O Valmet 33, com motor totalmente original, foi o destaque em uma caravana de tratores realizada entre 8 e 11, no Vale do Paraíba (SP). O trator, no entanto, não é o único da coleção exposto na revenda. O agricultor-empresário mantém também um MF 35x de 1960, o mesmo modelo que está sendo relançado pela Massey, e um Fendt de 1955.
“Gosto de mostrar para os jovens como se deu a evolução das máquinas agrícolas no Brasil para que imaginem como serão os equipamentos daqui 50 anos. Muitas crianças vêm à loja ver as grandes máquinas de hoje com muita tecnologia embarcada, mas algumas se encantam mesmo é com o pequenino trator”, conta.
Nas fazendas, os Guareschi têm 85 máquinas em operação,
entre tratores, colheitadeiras, pulverizadores e pás-carregadeiras de várias
marcas. “Acompanhamos as novas tecnologias e renovamos a frota a cada cinco
anos. O ideal é trocar quando a máquina atinge 12 mil a 15 mil horas de
trabalho porque assim não desvaloriza muito e nem demanda manutenção”,
recomenda.
Peças de Museu
Bisneta do conde Francesco Matarazzo, Patrícia Matarazzo, produtora de cana e laranja em Bebedouro (SP), disputa com a Prefeitura na Justiça 14 tratores de mais de 80 anos que pertenciam ao seu pai. Eduardo André Matarazzo foi um dos precursores do antigomobilismo no Brasil. Comprava os veículos e mandava restaurar.
As máquinas fazem parte da coleção de 239 itens do Museu de Armas, Veículos e Máquinas Eduardo André Matarazzo, instalado no centro de Bebedouro. Mas ela quer recuperar a posse para expô-las no museu de antiguidades que mantém na centenária fazenda da família, de 533 hectares.
A fazenda de Patrícia foi a primeira do país a conquistar o certificado internacional SAI (Iniciativa de Agricultura Sustentável) para a produção de cana. Atualmente tem em operação um Cinquentinha e vários tratores com mais de 20 anos, além de um caminhão militar da década de 40 da marca GMC que é usado para transportar cargas.
“Não invisto muito em máquinas novas porque são muito caras, nem costumo vender as antigas. Prefiro reformar meus tratores e comprar novos implementos e drones”, diz a produtora.
Herança do avô
A paixão pelas máquinas antigas e raras não se restringe a
grandes produtores.
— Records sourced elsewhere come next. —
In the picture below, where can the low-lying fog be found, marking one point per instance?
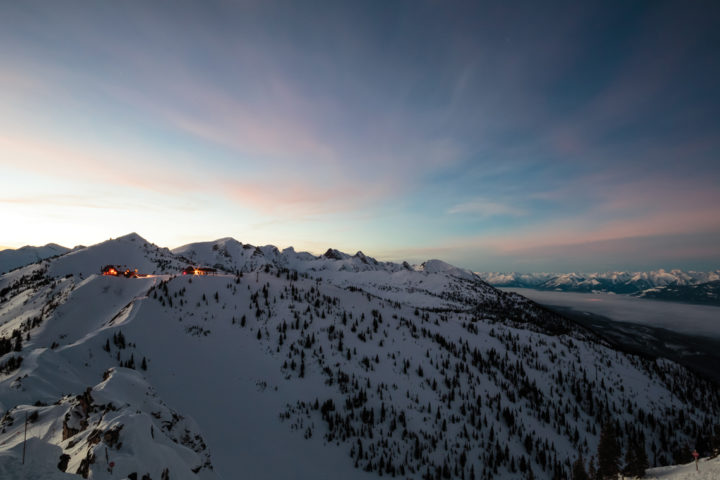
(700, 320)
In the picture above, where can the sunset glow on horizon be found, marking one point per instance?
(537, 137)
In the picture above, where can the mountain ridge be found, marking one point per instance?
(287, 362)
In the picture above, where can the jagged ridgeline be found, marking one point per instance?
(324, 366)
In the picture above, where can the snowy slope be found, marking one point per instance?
(11, 259)
(302, 366)
(706, 469)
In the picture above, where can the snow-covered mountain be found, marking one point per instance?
(708, 292)
(11, 259)
(615, 282)
(287, 364)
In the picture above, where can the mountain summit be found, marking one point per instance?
(270, 364)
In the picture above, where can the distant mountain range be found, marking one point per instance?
(10, 259)
(673, 285)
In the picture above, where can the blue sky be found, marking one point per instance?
(521, 136)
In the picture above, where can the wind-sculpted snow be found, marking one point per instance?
(286, 364)
(11, 259)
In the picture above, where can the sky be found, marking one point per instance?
(498, 136)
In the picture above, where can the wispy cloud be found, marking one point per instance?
(486, 208)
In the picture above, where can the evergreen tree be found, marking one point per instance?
(579, 472)
(608, 452)
(636, 461)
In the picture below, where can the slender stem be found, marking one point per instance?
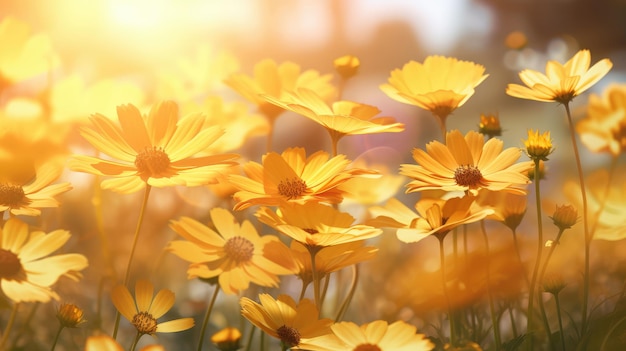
(588, 235)
(442, 257)
(533, 280)
(56, 338)
(205, 322)
(494, 319)
(346, 302)
(142, 212)
(7, 330)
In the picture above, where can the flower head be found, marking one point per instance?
(285, 320)
(233, 252)
(158, 149)
(439, 85)
(27, 271)
(374, 336)
(144, 310)
(561, 83)
(466, 163)
(538, 146)
(293, 177)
Luís Sérgio Celeste Jorge, produtor de soja e cana em 200
hectares, em Aramina (SP), guarda o MF 50, ano 63. O Cinquentinha foi comprado
zero pelo avô, o libanês Sarquis Jorge, agricultor pioneiro da família que
chegou ao Brasil com 8 anos.
Há cinco anos, para presentear o pai, Luís mandou fazer uma nova reforma que custou cerca de R$ 13 mil para expor o trator como relíquia da família. “Esse tratorzinho tem uma fama muito boa. Era muito versátil, econômico e de fácil manuseio. De vez em quando, a gente dá uma volta com ele ou leva para exposição de máquinas antigas.”
Para o trabalho atual na lavoura e para prestar serviço a terceiros, Luís usa máquinas maiores e mais modernas, mas sem piloto automático e com pouca tecnologia embarcada. São 11 tratores, duas colhedoras de cana e uma de soja. Neste ano, comprou outro trator zero.
A colheitadeira de mais de 30 anos
Ivanor tem um trator mais novo, mas sua paixão é um trator com rodas de ferro de grande diâmetro e pequena espessura lançado por uma empresa catarinense, a Brasélio, em 1977, para que os produtores pudessem trabalhar nas lavouras de arroz sem precisar descer da máquina.